El Hombre, que bien pudiera haber escapado de un museo, sugería una gran visión retrospectiva. Ella le imitó en el gesto sirenio, deslizando la lengua de lado a lado de la boca entrecerrada mientras observaba competente el mundo alrededor.
El Hombre, bien sostenido por sus piernas, devolvió la mano a la frente y carraspeó como si buscara la atención de un público inmaduro propenso a distraerse.
—Oye, ¿a quién te gustaría parecerte?; oye, ¿cómo prefieres que te recuerden si haces méritos para ello?; oye, ¿cómo aspiras a inmortalizarte?
Ante esta antigua y continuamente renovada disyuntiva la Mujer estaba preparada, tenía a su disposición la respuesta absoluta.
—Como la Poetisa de Pompeya —proclamó henchida de dignidad.
El Hombre no aparentaba sorpresa.
—Vaya, vaya. Inmortal y admirada como la hermosa inspiración de bucles castaños, la culta mujer inmortalizada en arte parietal, con el cálamo delicadamente apoyado en los labios y las enceradas tablillas en el atril de la otra mano, magnífica postura. Qué gran elección imposible.
La Mujer terció disconforme, herida en el frágil orgullo de la inmortalidad.
—Seré recordada insinuada de perfil, viendo más allá del espectador.

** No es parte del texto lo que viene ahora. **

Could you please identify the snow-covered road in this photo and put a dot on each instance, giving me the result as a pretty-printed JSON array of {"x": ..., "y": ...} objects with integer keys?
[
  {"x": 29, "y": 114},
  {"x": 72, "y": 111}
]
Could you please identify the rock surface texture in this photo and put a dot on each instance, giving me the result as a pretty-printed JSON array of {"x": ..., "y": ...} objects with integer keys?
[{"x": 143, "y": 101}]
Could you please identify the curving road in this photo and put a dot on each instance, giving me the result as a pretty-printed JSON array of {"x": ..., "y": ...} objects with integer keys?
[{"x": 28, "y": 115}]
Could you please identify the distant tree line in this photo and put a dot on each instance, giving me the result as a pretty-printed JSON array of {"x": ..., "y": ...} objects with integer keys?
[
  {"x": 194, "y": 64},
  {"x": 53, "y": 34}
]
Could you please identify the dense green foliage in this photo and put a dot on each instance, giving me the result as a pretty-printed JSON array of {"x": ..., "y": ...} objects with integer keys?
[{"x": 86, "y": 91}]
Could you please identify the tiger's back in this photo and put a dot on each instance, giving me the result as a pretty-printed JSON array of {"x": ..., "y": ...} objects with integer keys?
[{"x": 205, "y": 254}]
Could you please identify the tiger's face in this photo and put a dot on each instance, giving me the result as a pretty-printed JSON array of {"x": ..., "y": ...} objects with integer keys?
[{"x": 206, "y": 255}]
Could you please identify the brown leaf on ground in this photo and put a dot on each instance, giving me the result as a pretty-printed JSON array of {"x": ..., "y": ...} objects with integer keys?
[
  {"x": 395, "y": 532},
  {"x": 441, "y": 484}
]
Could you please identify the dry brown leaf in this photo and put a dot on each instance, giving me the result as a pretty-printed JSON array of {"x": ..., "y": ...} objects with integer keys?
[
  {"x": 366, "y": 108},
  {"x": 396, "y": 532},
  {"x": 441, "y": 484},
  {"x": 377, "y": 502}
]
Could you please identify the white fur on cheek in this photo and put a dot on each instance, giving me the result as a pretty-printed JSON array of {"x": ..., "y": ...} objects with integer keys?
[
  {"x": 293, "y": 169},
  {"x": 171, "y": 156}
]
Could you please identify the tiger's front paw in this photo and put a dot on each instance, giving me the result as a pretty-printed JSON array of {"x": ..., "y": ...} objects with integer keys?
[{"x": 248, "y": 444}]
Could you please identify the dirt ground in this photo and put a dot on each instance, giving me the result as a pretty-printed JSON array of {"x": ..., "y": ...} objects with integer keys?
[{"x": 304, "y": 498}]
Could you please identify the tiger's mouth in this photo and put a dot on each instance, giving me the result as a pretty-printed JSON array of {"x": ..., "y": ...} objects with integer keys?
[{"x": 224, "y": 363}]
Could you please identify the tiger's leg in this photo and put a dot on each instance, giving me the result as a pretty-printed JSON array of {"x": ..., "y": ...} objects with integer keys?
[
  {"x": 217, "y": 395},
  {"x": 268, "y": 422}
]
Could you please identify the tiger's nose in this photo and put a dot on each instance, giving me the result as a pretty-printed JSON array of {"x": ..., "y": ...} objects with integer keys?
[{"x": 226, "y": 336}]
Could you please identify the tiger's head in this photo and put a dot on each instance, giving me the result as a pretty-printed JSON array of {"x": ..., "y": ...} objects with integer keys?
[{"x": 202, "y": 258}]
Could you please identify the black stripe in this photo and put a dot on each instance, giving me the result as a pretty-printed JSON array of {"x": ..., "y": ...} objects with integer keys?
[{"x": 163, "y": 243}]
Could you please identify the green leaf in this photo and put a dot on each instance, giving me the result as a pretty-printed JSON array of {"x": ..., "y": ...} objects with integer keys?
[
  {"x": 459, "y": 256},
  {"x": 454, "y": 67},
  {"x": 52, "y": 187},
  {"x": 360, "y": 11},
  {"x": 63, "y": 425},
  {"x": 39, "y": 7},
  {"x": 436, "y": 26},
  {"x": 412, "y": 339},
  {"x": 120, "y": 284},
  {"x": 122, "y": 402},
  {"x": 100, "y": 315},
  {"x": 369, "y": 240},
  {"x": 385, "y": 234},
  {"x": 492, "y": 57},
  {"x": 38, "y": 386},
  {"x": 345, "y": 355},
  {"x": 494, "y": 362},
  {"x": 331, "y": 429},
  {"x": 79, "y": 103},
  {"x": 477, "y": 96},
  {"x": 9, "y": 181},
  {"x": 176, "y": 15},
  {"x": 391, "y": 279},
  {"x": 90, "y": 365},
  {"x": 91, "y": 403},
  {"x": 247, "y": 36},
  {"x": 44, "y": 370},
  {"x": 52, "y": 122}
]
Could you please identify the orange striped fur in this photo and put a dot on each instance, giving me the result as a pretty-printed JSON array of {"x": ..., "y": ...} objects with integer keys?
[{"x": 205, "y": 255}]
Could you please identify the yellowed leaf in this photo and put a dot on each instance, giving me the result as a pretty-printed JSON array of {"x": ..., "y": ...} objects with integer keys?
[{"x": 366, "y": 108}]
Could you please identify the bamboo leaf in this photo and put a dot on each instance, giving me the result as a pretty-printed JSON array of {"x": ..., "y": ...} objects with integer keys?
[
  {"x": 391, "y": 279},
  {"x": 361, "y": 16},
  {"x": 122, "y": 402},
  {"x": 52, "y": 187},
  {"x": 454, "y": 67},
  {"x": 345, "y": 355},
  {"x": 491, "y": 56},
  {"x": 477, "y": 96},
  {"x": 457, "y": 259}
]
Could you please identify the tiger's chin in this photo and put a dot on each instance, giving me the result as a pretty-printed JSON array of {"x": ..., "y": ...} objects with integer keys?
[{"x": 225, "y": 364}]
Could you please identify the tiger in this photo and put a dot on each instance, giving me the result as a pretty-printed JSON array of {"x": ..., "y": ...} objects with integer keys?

Con el cálamo sutilmente apoyado en los labios, aguardando con sensual paciencia la inspiración, la Poetisa de Pompeya emana gracia en la pose, distinción en el dibujo y finura en el cromatismo.
Será una obra maestra, si la Mujer lo consigue; pues no habrá mayor belleza, culta o ideal, que la dispensada por su retrato.